1. Gagal Menyejahterahkan Rakyat
Tidak banyak perbedaan kebijakan ekonomi Jokowi dengan SBY, bahkan dengan dengan rezim sebelumnya, yang sama-sama menggenjot investasi yang hanya memberikan keuntungan pada kapitalis dengan menekan kesejahteraan rakyat. Kebijakan ekonomi Jokowi saat pelemahan rupiah pada Maret 2015 lalu juga sama dengan SBY, yakni sama memberikan keringanan pajak untuk investor dan diperkuat oleh Bank Indonesia.
Ada 89 peraturan dari 154 regulasi yang sifatnya menghambat daya saing industri yang akan dirombak. Telah disiapkan pula 17 rancangan peraturan pemerintah, 11 Rancangan Peraturan Presiden, 2 Rancangan Instruksi Presiden, 63 Rancangan Peraturan Menteri dan 5 aturan lain untuk mendorong daya saing industri.
Salah satu deregulasi itu adalah Peraturan Pemerintah (PP) tentang Pengupahan yang meninjau besaran komponen Kebutuhan Hidup Layak (KHL) setiap 5 tahun sekali berdasarkan inflasi dan pertumbuhan ekonomi belaka, bukan berdasarkan keuntungan perusahaan. Pemerintah sendiri tak pernah mewajibkan pengusaha untuk memberikan upah buruh berdasarkan keuntungan perusahaan yang pembukuannya bisa diperiksa oleh serikat buruh. Padahal, rata-rata keuntungan perusahaan yang beroperasi di Indonesia sebesar 30-40 % dari nilai penjualan, suatu besaran keterlaluan yang mencerminkan watak kapitalisme yang super eksploitatif dalam beroperasi di negeri-negeri berkembang. Sedangkan, nilai upah buruh tidak melebihi 6 % dari angka penjualan. Serikat-serikat buruh disibukkan dengan perundingan-perundingan palsu berdasarkan angka KHL, inflasi dan segala tetek bengeknya, tapi keuntungan perusahaan sendiri tidak dipakai, bahkan tidak dibuka.
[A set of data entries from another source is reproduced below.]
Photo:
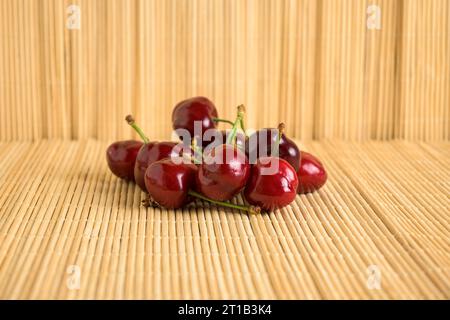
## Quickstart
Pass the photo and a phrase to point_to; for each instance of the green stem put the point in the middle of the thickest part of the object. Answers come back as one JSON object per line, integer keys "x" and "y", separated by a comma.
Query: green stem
{"x": 223, "y": 120}
{"x": 239, "y": 117}
{"x": 129, "y": 118}
{"x": 276, "y": 146}
{"x": 249, "y": 209}
{"x": 243, "y": 126}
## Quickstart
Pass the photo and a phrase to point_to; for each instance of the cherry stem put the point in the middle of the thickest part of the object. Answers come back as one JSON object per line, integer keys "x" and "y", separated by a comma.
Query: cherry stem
{"x": 129, "y": 118}
{"x": 197, "y": 151}
{"x": 238, "y": 121}
{"x": 249, "y": 209}
{"x": 276, "y": 147}
{"x": 223, "y": 120}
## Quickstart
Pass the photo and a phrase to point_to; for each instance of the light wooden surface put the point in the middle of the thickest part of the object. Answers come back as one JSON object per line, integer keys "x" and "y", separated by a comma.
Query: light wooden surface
{"x": 386, "y": 204}
{"x": 311, "y": 63}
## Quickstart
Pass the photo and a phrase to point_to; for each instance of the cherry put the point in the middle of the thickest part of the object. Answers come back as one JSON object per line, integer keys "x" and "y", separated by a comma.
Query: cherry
{"x": 121, "y": 157}
{"x": 271, "y": 190}
{"x": 194, "y": 109}
{"x": 149, "y": 153}
{"x": 168, "y": 183}
{"x": 225, "y": 168}
{"x": 288, "y": 150}
{"x": 241, "y": 140}
{"x": 223, "y": 173}
{"x": 311, "y": 174}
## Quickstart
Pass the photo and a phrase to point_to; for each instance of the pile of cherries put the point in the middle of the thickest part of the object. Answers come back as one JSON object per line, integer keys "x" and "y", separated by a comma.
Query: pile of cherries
{"x": 267, "y": 167}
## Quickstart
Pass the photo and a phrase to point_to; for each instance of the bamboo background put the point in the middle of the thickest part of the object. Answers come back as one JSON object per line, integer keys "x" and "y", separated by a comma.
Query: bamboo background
{"x": 312, "y": 64}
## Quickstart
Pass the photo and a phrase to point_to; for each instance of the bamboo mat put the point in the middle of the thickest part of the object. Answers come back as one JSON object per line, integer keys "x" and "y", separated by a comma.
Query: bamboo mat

Debirokratisasi pelayanan pemerintah tersebut dilakukan dengan penyederhanaan izin, penyelesaian masalah tata ruang, mempercepat pengadaan barang dan jasa, serta memberikan diskresi (pengambilan keputusan sendiri oleh pejabat) menyangkut hambatan hukum. Birokrasi Indonesia yang berbelit selain mempersulit rakyat menerima pelayanan pemerintah, juga menambah biaya pengusaha. Dengan alasan memberikan pelayanan prima kepada rakyat, maka mudah mendapatkan dukungan rakyat dalam soal debirokratisasi ini. Sekaligus, memenangkan perluasan investasi di mata rakyat. Tapi, tentu saja, dengan melihat bagaimana pemerintah Jokowi-JK menetapkan upah buruh, maka kita akan segera tahu pemerintah lebih berpihak pada kapitalis.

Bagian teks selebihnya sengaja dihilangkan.